Ademais, não podemos deixar de ressaltar que a expressão “sustentabilidade ambiental”, poderia ter mantido apenas a sustentabilidade sem adjetivá-la. A presença da palavra ambiental manifesta a leitura de que o constituinte derivado estava influenciado às noções de que somente é sustentável aquilo que é ambiental, desconsiderando aspectos sociais e econômicos que são tão atuais. Somente o futuro dirá se a interpretação da palavra sustentável ganhará contornos semânticos que estão em direção ao seu significado mais abrangente e pluridimensional[4].
Se é notório o efeito regulatório da tributação para com a defesa do meio ambiente, queremos correlacionar o aspecto social com todo este cenário trazido pela Reforma Tributária.

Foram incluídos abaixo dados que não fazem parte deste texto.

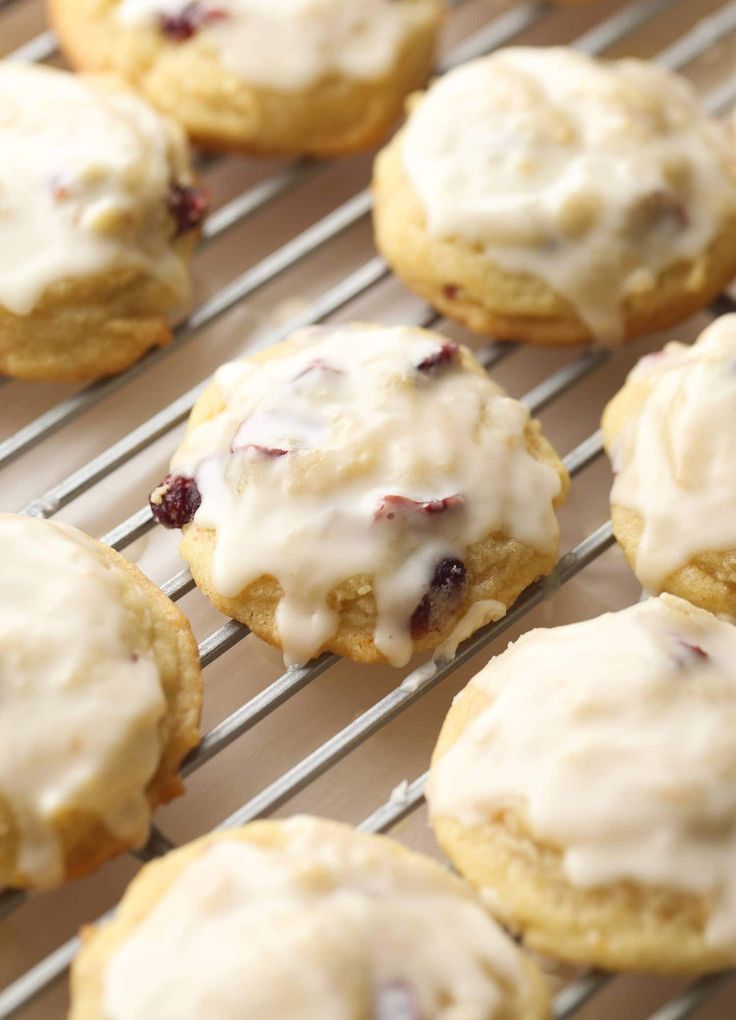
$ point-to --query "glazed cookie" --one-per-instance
(298, 920)
(99, 216)
(317, 78)
(542, 195)
(363, 490)
(585, 779)
(100, 689)
(671, 434)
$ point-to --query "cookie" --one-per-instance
(544, 195)
(101, 691)
(99, 217)
(302, 918)
(584, 779)
(365, 490)
(294, 78)
(670, 434)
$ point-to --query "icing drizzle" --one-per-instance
(614, 740)
(86, 184)
(328, 925)
(81, 704)
(366, 453)
(287, 45)
(592, 175)
(676, 458)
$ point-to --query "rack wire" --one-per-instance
(501, 30)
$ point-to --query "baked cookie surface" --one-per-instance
(100, 214)
(101, 691)
(584, 779)
(543, 195)
(316, 78)
(671, 434)
(299, 919)
(364, 490)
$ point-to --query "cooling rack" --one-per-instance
(692, 36)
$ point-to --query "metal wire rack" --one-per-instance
(616, 26)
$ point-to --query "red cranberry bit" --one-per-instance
(175, 501)
(179, 28)
(318, 367)
(442, 356)
(266, 451)
(396, 1001)
(391, 505)
(441, 600)
(689, 655)
(188, 207)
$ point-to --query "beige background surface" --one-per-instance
(365, 779)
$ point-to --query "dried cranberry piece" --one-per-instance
(443, 355)
(179, 28)
(688, 655)
(175, 501)
(390, 505)
(266, 451)
(441, 599)
(396, 1001)
(188, 207)
(318, 366)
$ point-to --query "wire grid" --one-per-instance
(502, 30)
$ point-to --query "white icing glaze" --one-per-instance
(361, 423)
(290, 45)
(592, 176)
(615, 741)
(85, 177)
(676, 460)
(311, 930)
(79, 726)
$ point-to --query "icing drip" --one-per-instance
(86, 181)
(614, 740)
(290, 45)
(347, 456)
(676, 459)
(592, 176)
(79, 726)
(326, 927)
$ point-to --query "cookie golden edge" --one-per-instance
(497, 567)
(156, 626)
(622, 926)
(86, 327)
(99, 944)
(708, 579)
(460, 281)
(219, 110)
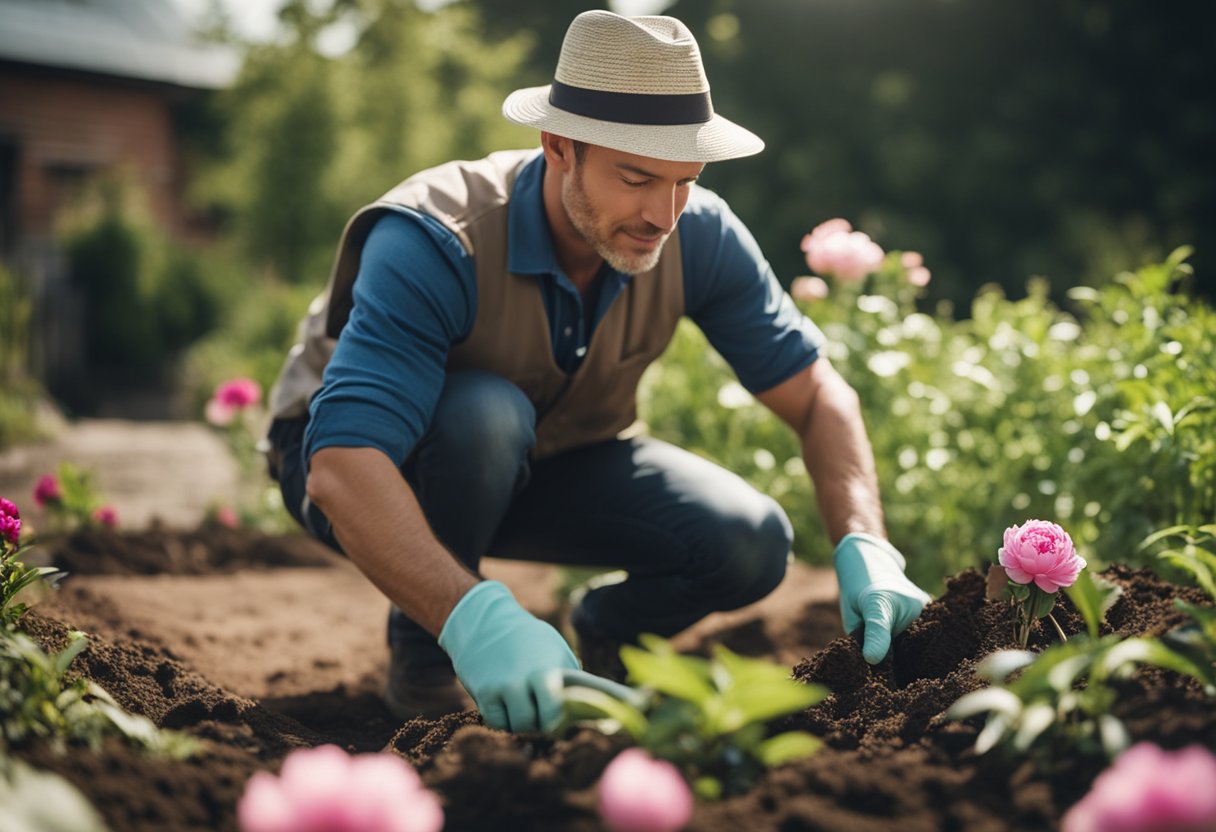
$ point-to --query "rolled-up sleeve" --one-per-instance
(414, 297)
(733, 296)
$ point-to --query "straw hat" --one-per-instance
(635, 84)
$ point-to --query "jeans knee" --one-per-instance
(753, 554)
(484, 419)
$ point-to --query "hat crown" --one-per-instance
(653, 55)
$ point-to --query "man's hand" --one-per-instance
(507, 659)
(874, 591)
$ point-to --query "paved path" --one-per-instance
(148, 471)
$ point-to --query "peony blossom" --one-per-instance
(230, 398)
(834, 248)
(1041, 552)
(106, 515)
(238, 393)
(48, 492)
(10, 522)
(325, 790)
(639, 793)
(1149, 790)
(809, 288)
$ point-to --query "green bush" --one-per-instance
(1101, 420)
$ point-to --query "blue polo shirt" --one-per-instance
(416, 296)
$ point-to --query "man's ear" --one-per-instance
(558, 151)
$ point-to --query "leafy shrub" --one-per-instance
(1102, 419)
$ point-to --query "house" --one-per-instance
(89, 86)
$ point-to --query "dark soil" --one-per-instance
(891, 760)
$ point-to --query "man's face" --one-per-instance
(626, 206)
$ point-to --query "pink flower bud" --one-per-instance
(1041, 552)
(48, 492)
(639, 793)
(107, 516)
(238, 393)
(10, 522)
(834, 248)
(1149, 790)
(809, 288)
(325, 790)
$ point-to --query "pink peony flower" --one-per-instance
(106, 515)
(1149, 790)
(834, 248)
(1041, 552)
(10, 522)
(48, 490)
(639, 793)
(230, 398)
(809, 288)
(325, 790)
(238, 393)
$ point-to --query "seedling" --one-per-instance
(1064, 696)
(708, 717)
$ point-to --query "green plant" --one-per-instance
(708, 717)
(1063, 698)
(1195, 640)
(43, 800)
(38, 703)
(71, 499)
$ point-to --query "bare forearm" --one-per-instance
(381, 527)
(842, 464)
(821, 406)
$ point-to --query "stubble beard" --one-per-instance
(585, 219)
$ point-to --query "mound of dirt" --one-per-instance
(891, 760)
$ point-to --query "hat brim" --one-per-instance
(716, 140)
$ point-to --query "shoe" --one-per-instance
(600, 655)
(427, 692)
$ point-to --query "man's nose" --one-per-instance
(660, 209)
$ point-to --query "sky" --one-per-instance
(255, 18)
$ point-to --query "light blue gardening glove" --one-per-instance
(874, 591)
(508, 661)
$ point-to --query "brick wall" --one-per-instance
(69, 127)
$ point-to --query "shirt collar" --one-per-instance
(529, 242)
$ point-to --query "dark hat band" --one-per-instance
(632, 107)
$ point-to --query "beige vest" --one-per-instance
(511, 333)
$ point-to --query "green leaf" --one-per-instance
(1035, 719)
(77, 642)
(1113, 735)
(998, 700)
(784, 747)
(586, 703)
(1003, 663)
(995, 730)
(761, 702)
(1093, 596)
(682, 676)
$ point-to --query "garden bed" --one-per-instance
(891, 760)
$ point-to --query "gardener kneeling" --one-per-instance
(465, 386)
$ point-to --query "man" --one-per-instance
(465, 384)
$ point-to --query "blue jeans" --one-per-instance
(693, 537)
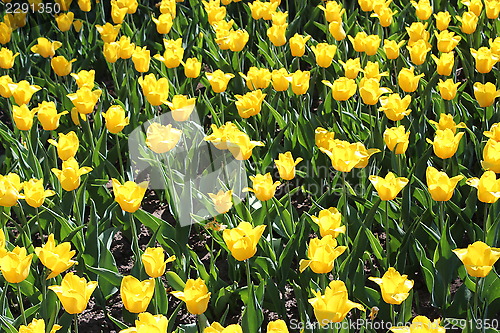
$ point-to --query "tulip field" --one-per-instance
(249, 166)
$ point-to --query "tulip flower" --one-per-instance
(440, 186)
(155, 91)
(388, 187)
(161, 138)
(108, 32)
(192, 68)
(300, 82)
(154, 261)
(478, 258)
(445, 143)
(442, 20)
(263, 186)
(34, 192)
(10, 186)
(395, 107)
(147, 322)
(15, 265)
(219, 80)
(298, 45)
(324, 54)
(195, 295)
(136, 294)
(342, 88)
(7, 58)
(222, 201)
(115, 119)
(257, 78)
(249, 104)
(334, 305)
(242, 240)
(322, 254)
(485, 59)
(85, 99)
(38, 326)
(129, 195)
(358, 42)
(391, 48)
(407, 79)
(488, 187)
(57, 258)
(370, 91)
(45, 48)
(286, 165)
(394, 286)
(469, 22)
(69, 175)
(396, 139)
(74, 293)
(23, 117)
(23, 91)
(446, 121)
(485, 94)
(329, 222)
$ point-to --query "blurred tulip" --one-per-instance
(195, 295)
(478, 258)
(388, 187)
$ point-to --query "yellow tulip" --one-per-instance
(343, 88)
(57, 258)
(388, 187)
(396, 139)
(34, 192)
(391, 48)
(478, 258)
(394, 286)
(67, 145)
(445, 143)
(334, 305)
(219, 80)
(442, 20)
(155, 91)
(69, 175)
(263, 186)
(23, 91)
(10, 186)
(448, 89)
(298, 44)
(115, 119)
(192, 68)
(23, 117)
(242, 241)
(324, 54)
(249, 104)
(222, 201)
(195, 295)
(469, 22)
(108, 32)
(15, 265)
(85, 99)
(45, 48)
(161, 138)
(129, 195)
(488, 187)
(38, 326)
(329, 222)
(136, 294)
(154, 261)
(395, 107)
(407, 79)
(420, 324)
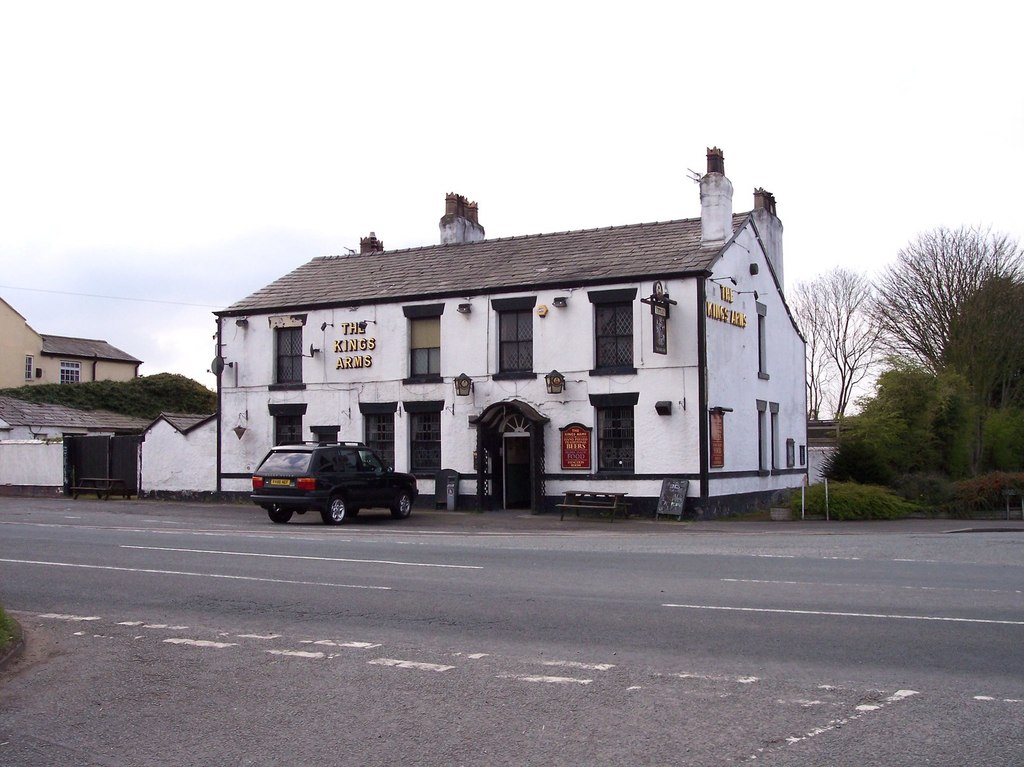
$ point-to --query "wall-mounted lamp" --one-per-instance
(555, 382)
(463, 385)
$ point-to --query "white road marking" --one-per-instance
(307, 558)
(715, 678)
(297, 653)
(578, 665)
(193, 574)
(906, 588)
(201, 643)
(545, 680)
(356, 645)
(848, 614)
(409, 665)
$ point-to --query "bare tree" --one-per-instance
(921, 296)
(835, 312)
(808, 307)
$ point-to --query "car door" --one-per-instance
(372, 471)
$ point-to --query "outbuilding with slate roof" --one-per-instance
(650, 359)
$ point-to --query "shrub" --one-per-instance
(856, 461)
(7, 630)
(926, 488)
(983, 493)
(851, 501)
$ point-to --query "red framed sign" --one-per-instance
(576, 446)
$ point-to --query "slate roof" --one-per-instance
(19, 413)
(84, 347)
(563, 259)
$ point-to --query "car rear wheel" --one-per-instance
(402, 506)
(279, 515)
(336, 512)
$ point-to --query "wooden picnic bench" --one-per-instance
(610, 502)
(102, 486)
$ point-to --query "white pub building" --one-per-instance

Nesse passo, nosso interesse está em avaliar o impacto que existe em torno do crescimento das cidades, imaginando cidades inteligentes (Smart Cities), em direção à sustentabilidade.
Além de protegerem o meio-ambiente, as Smart Cities otimizariam a eficiência dos recursos, melhorariam a infraestrutura e promoveriam o desenvolvimento socioeconômico, contribuindo para a inclusão, segurança, resiliência, eficiência, equidade e qualidade de vida[5].
Diante disto, poderíamos pensar em como o Imposto Predial Territorial e Urbano (IPTU) poderia ser uma ferramenta interessante para trazer melhores condições sociais à população das grandes cidades. Digno de nota é que a reforma tributária, embora tenha peso sobre a tributação de consumo, determinou que caberá aos municípios atualizarem, por decreto, a base de cálculo do IPTU.
Neste efeito conturbativo, entre sustentabilidade e tributação, similar ao que ocorre quando duas cidades se encontram em zonas limítrofes, a redução do IPTU para a construção de edificações e prédios sustentáveis permitiria a consecução da sustentabilidade social à qual combinaria o design do ambiente físico com o design do mundo social, promovendo a infraestrutura para apoiar as necessidades e preocupações sociais.
Muito embora a sustentabilidade ainda seja frequentemente concebida por meio de uma lente ambiental, nossa opinião é de que qualquer mudança no ambiente construído também terá implicações ao ambiente social.[6].
Assim, o ODS 11, cujo objetivo é tornar cidades e os assentamentos humanos inclusivos, seguros, resilientes e sustentáveis, mostra-se importante no contexto de que soluções inovadoras devem abordar o desenvolvimento sustentável[7].
A tributação influencia nesta questão quando a forma do ambiente construído exerce influência significativa na capacidade de a sociedade lidar com questões climática, consumo de energia ou emissões e tratamentos de resíduos da construção[8].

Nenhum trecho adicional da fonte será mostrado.